On May 26, USMLE announced its decision to suspend the administration of the Step 2 CS (Clinical Skills) examination for 12–18 months in response to disruptions caused by the COVID-19 pandemic. The decision came after several months, during which tests were postponed in the hopes that a solution to the conundrum of administering an in-person exam during a pandemic would be found. With no solution in sight, the organization responsible for licensing new medical graduates in the U.S. took the unprecedented step of canceling one of the exams (with no firm date for rescheduling).
Step 2 CS has always been the odd one out among the several licensing examinations medical students have to take. Step 1 and Step 2 CK, the other two exams med students must pass prior to graduating, are completely computer-based multiple-choice exams. Both are designed solely to test the examinee’s medical knowledge and their ability to apply it. By contrast, Step 2 CS is a simulation exam in which examinees must interact with standardized patients — actors who simulate symptoms and history. Step 2 CS requires students to perform physical exams, provide a differential diagnosis and plan, and write a note based on what they found in their encounter.
USMLE has always avowed that Step 2 CS is necessary in order to ensure that new doctors are able to apply their knowledge in real-life situations. Although it was originally designed to test graduates of foreign medical schools — to ensure not only clinical competence but also English proficiency — it has been required for U.S. graduates since 2004.
Over the years, there have been persistent concerns about whether the exam provides benefits that outweigh its costs. The financial cost alone is huge. With a $1,300 registration fee, it is far more expensive than the other licensing exams. In the 2017–2018 academic year, over 20,000 U.S. MD students took the exam for the first time; at $1,300 each, students paid over $26 million for the privilege of taking this test. Most students finance their education — in part, if not entirely — through debt, meaning that the next generation of doctors will be paying for this test for years to come.
The price tag is even more striking when you take into account the exam’s high pass rate. On the first attempt, 95% of examinees pass … which means we are spending over $25,000 to identify a single student as potentially not proficient. And, if a student fails, they can retake the exam fairly quickly. The passage rate for retakes is 87% … which means it costs nearly $200,000 for USMLE to flag one U.S. MD student as needing improvement (i.e., a retake) before they can practice medicine.

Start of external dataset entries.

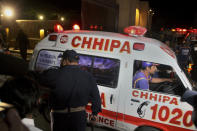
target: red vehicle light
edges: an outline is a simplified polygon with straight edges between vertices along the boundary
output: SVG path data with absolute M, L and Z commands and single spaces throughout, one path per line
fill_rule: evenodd
M 59 33 L 59 32 L 63 32 L 63 31 L 64 31 L 64 29 L 63 29 L 63 27 L 60 24 L 56 24 L 54 26 L 54 32 Z
M 92 30 L 94 28 L 94 26 L 93 25 L 90 25 L 90 29 Z
M 143 51 L 145 47 L 144 43 L 134 43 L 133 50 Z
M 80 26 L 77 25 L 77 24 L 74 24 L 74 25 L 73 25 L 73 30 L 80 30 Z
M 124 29 L 124 32 L 131 36 L 142 36 L 146 31 L 146 28 L 140 26 L 129 26 Z

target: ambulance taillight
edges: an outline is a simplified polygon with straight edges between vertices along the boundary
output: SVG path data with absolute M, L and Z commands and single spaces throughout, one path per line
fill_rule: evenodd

And the cost does not end with registration fees. Many students, conscious of the deleterious effect that a failing grade could have on their career, pay through the nose for test prep books and courses. And then there is the travel. Prior to the disruptions caused by COVID-19, Step 2 CS was offered at only five testing sites around the country: Atlanta, Chicago, Houston, Los Angeles, and Philadelphia. As a result, most examinees travel long distances to a test center, and usually need a hotel room. Many students, including myself, pay for plane fare, as well.

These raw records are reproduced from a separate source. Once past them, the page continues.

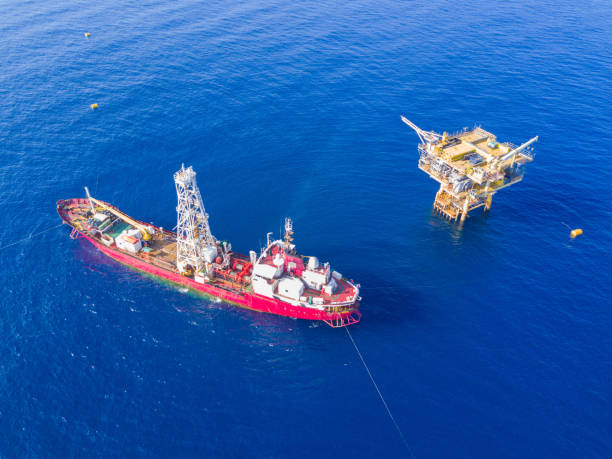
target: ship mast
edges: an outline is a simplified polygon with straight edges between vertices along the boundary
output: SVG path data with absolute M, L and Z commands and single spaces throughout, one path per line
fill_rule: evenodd
M 287 247 L 293 242 L 293 221 L 285 218 L 285 244 Z
M 176 207 L 176 266 L 179 272 L 189 267 L 200 271 L 204 264 L 204 249 L 216 247 L 217 240 L 210 232 L 208 214 L 196 183 L 196 173 L 185 165 L 174 174 L 178 205 Z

What is the medical profession getting from this hefty expenditure of money, time, and effort? That new doctors need to be proficient in applying their knowledge in a clinical setting, in communicating with patients, and in writing notes is self-evident. The argument that Step 2 CS is the best way to ensure this proficiency is much more suspect.
Prior to the introduction of Step 2 CS in 2004, these skills were evaluated by medical schools. As students spend thousands of hours practicing these skills alongside their professors, deficiencies were arguably much more likely to be detected by professors than in the artificial, one-day environment of a CS testing center. The makers of Step 2 CS argue that their mandate is to certify that every graduating doctor is competent to practice medicine, and that they cannot delegate the responsibility to medical schools.
The argument can be made that both USMLE and individual medical schools have a role to play in ensuring that new doctors have the skills they need to practice safely and effectively. USMLE can proctor standardized tests that establish a baseline of medical understanding to ensure that, wherever they got their training, students across the country have sufficient knowledge. And the nation’s medical schools can provide the longitudinal, day-in and day-out evaluation that, though not as uniform as standardized testing, is vastly more in-depth and a closer approximation of real-world practice.
Ultimately, whatever the arguments, actions speak louder than words. The complete suspension of Step 2 CS — for more than a year, with no firm date for reinstatement — suggests that the USMLE can no longer argue this test is essential. Many organizations are having trouble providing their full range of services, but the bottom line is that, when something is actually essential, we find a way to make it happen. It is time for the USMLE to recognize what the pandemic has revealed: Step 2 CS is unnecessary.